The quality of the ingredients is essential of course. I use a mixture of finely minced pork-neck and stew beef, may be a sausage, never chicken. Chicken and pasta is quite unsual in Italy.
My ragù is inspired by my mother Sicilian cooking so, in contrast with the Bolognese, it has relatively more tomato than meat. And because we are in Umbria, we like to drizzle a bit our fabulous olive oil on the plated pasta to enhance the flavor of the sauce. I always make a large pot of sauce and freeze it in batches, it provides a great almost instant dinner for weekdays.
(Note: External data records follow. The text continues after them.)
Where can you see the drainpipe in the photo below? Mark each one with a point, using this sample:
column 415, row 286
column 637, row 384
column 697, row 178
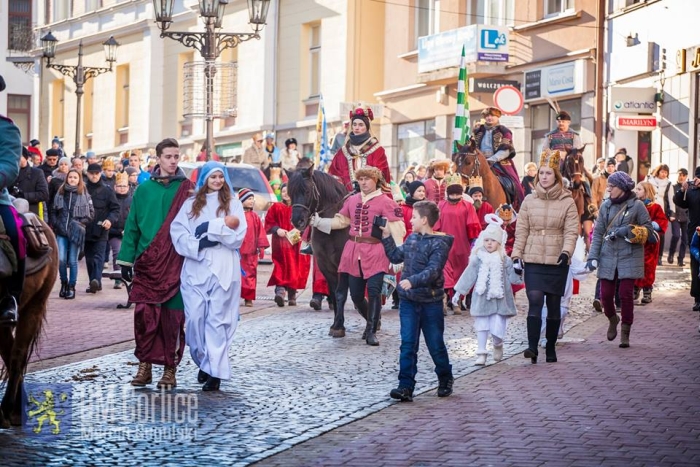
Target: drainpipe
column 601, row 137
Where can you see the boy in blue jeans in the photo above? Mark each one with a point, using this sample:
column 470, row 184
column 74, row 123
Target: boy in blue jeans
column 421, row 294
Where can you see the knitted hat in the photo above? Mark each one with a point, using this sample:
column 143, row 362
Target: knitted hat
column 621, row 180
column 245, row 193
column 413, row 186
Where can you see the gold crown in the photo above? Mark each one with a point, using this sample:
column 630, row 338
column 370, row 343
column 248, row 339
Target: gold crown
column 550, row 159
column 453, row 179
column 476, row 181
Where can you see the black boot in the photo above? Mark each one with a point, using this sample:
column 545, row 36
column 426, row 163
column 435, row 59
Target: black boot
column 9, row 305
column 551, row 333
column 534, row 326
column 375, row 308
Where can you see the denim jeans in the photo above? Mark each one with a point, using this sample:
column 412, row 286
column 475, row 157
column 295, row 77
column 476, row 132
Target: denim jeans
column 417, row 317
column 67, row 255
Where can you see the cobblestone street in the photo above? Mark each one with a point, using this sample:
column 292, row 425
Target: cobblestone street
column 292, row 383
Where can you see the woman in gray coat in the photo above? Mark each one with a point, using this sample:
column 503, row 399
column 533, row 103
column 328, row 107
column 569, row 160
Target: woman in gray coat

- 5 400 g/14-ounce cans Italian plum tomatoes diced or crushed
- 300 gr./ 10 ounces ground pork and beef meat
- 1 onion, 1 carrot, 1 stick of celery all finely minced
- 1 bay leaf
- 1 clove
- 1/2 cup white wine
Soften the onion, clery and carrot in 3 tablespoon olive oil over low heat. Use a covered, shallow, heavy bottom pan. When translucent but not caramelized, increase the heat and add the minced meat stirring quickly until light brown. Deglaze with the wine.
Add the tomatoes with their juices, the bay leaf, the clove and cover . Cook over the lowest possible heat for at least 1 and ½ hours and up to three hours is desirable. Season with salt and black pepper.
Serve ragù with pasta like lasagne, cannelloni, ravioli, egg noodles of all sizes and also gnocchi and polenta. Note that the rich flavor and pliable structure of egg based pasta combines much better with ragù than spaghetti, penne and other tubular pasta.